Another change pushed for by lawmakers and industry witnesses alike was the disclosure requirement to inform people when they are talking to a language model and not a human, or when AI technology is making major decisions with life-changing consequences. An example could be a disclosure requirement to disclose when a facial recognition match is the basis of an arrest or criminal charge.
The Senate hearing follows growing interest from US and European governments, and even some tech insiders, in giving AI new guardrails to prevent it from harming humans. In March, a group letter signed by big names in technology and AI called for a six-month pause in AI development, and this month the White House summoned executives from OpenAI, Microsoft and other companies and announced that it would a public hacking competition to investigate generative AI systems. The European Union is also finalizing a far-reaching law, the AI law.
IBM’s Montgomery yesterday urged Congress to take inspiration from the AI law, which categorizes AI systems based on the risks they pose to people or society and legislate — or even ban — accordingly. She also endorsed the idea of encouraging self-regulation and highlighted her position on IBM’s AI ethics board, though those structures at Google and Axon have been embroiled in controversy.
The Center for Data Innovation, a tech think tank, said in a letter released after yesterday’s hearing that the US does not need a new AI regulator. “Just as it would be unwise to let one government agency regulate all human decision-making, it would be equally unwise to let one agency regulate all AI,” the letter said.
“I don’t think it’s pragmatic, and it’s not what they should be thinking about right now,” said Hodan Omaar, a senior analyst at the center.
Omaar says the idea of launching a whole new agency for AI is unlikely as Congress has yet to move forward with other necessary technical reforms, such as the need for overarching data privacy protections. She believes it is better to update existing laws and allow federal agencies to add AI oversight to their existing regulatory work.

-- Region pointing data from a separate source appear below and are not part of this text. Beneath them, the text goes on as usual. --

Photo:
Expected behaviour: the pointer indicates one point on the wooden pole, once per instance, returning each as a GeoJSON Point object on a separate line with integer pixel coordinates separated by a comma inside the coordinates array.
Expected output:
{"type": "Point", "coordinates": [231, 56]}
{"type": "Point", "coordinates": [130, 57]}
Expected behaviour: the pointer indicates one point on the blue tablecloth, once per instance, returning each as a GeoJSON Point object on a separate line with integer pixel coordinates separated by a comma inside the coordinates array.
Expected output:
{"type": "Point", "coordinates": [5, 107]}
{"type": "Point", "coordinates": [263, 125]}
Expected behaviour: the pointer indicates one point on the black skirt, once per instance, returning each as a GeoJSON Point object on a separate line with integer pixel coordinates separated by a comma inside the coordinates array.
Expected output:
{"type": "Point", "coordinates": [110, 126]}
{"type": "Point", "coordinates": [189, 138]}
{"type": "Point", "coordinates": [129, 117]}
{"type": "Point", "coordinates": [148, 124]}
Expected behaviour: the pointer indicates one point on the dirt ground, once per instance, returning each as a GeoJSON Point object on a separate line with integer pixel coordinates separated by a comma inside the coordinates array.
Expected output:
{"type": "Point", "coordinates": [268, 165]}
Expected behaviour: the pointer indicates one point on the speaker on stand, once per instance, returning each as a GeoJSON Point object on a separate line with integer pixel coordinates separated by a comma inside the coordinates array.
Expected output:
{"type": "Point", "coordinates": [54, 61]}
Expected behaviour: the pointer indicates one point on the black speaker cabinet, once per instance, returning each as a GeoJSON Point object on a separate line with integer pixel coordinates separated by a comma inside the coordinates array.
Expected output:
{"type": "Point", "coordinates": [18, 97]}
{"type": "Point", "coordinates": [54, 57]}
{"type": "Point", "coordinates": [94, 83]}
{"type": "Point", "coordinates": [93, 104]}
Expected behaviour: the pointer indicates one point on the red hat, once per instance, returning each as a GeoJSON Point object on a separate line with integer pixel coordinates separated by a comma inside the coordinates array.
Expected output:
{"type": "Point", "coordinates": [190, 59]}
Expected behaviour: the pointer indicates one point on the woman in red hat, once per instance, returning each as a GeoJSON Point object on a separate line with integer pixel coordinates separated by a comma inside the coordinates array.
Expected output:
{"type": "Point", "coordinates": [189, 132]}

The Equal Employment Opportunity Commission and the Justice Department issued guidance last summer on how companies that use algorithms in hiring — algorithms that can expect people to look or behave a certain way — can comply stay with the Americans with Disabilities Act. Such guidelines show how AI policies can overlap with existing legislation and span many different communities and use cases.

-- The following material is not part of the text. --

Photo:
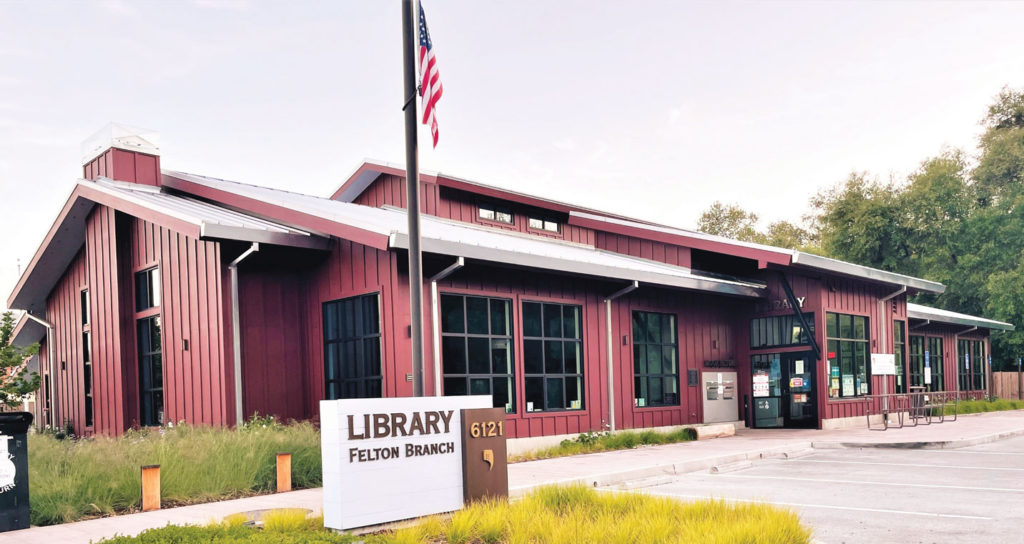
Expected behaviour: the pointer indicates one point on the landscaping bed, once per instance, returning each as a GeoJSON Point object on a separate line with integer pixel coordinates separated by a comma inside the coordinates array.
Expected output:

Alex Engler, a fellow at the Brookings Institution, says he is concerned the US could repeat problems that sank federal privacy regulations last fall. The landmark bill was opposed by California lawmakers who withdrew their votes because the law would override the state’s own privacy laws. “That’s a good concern,” Engler says. “Now is that enough concern that you’re going to say we’re just not going to have civil society protections for AI? I know nothing about that.”

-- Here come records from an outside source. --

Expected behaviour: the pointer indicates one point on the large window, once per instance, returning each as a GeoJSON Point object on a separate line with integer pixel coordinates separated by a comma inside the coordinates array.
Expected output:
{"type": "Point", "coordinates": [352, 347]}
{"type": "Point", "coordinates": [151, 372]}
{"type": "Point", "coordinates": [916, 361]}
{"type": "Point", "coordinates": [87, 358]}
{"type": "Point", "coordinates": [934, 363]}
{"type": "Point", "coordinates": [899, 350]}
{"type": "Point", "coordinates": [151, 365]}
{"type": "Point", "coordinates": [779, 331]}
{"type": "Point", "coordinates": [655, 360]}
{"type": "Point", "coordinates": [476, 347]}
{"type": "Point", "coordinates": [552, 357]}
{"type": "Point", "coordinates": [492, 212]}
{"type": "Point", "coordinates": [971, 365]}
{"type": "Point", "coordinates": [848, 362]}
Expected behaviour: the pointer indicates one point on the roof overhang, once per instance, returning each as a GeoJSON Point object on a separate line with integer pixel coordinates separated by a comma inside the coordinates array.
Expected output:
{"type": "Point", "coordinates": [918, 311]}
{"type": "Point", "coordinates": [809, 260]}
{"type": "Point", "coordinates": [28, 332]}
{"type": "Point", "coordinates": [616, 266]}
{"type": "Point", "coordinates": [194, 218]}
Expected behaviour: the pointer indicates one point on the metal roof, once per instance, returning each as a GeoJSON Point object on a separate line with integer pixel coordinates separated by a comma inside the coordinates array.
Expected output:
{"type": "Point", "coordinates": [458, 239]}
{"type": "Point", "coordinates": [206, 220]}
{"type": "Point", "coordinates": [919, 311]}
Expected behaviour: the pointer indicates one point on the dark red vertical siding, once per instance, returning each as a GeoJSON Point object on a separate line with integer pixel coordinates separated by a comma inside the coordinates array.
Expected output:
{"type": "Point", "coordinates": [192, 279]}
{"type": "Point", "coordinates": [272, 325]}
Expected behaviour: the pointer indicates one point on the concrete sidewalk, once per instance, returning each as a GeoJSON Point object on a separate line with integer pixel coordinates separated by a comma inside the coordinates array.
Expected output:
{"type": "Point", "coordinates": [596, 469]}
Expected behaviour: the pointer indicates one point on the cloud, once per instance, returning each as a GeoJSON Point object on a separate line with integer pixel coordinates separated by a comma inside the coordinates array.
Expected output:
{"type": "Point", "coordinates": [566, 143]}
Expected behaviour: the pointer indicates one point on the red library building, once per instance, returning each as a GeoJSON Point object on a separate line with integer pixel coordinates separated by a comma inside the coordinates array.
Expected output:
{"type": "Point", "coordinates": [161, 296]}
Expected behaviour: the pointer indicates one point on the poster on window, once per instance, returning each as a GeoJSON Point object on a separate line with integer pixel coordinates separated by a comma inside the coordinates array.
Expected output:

While the hearing addressed the potential harms of AI — from election misinformation to conceptual dangers that don’t yet exist, such as self-aware AI — generative AI systems like ChatGPT that inspired the hearing received the most attention. Multiple senators argued that they could increase inequality and monopolization. The only way to guard against that, said Sen. Cory Booker, a New Jersey Democrat who has historically co-sponsored AI regulation and supported a federal ban on facial recognition, is if Congress enacts traffic rules.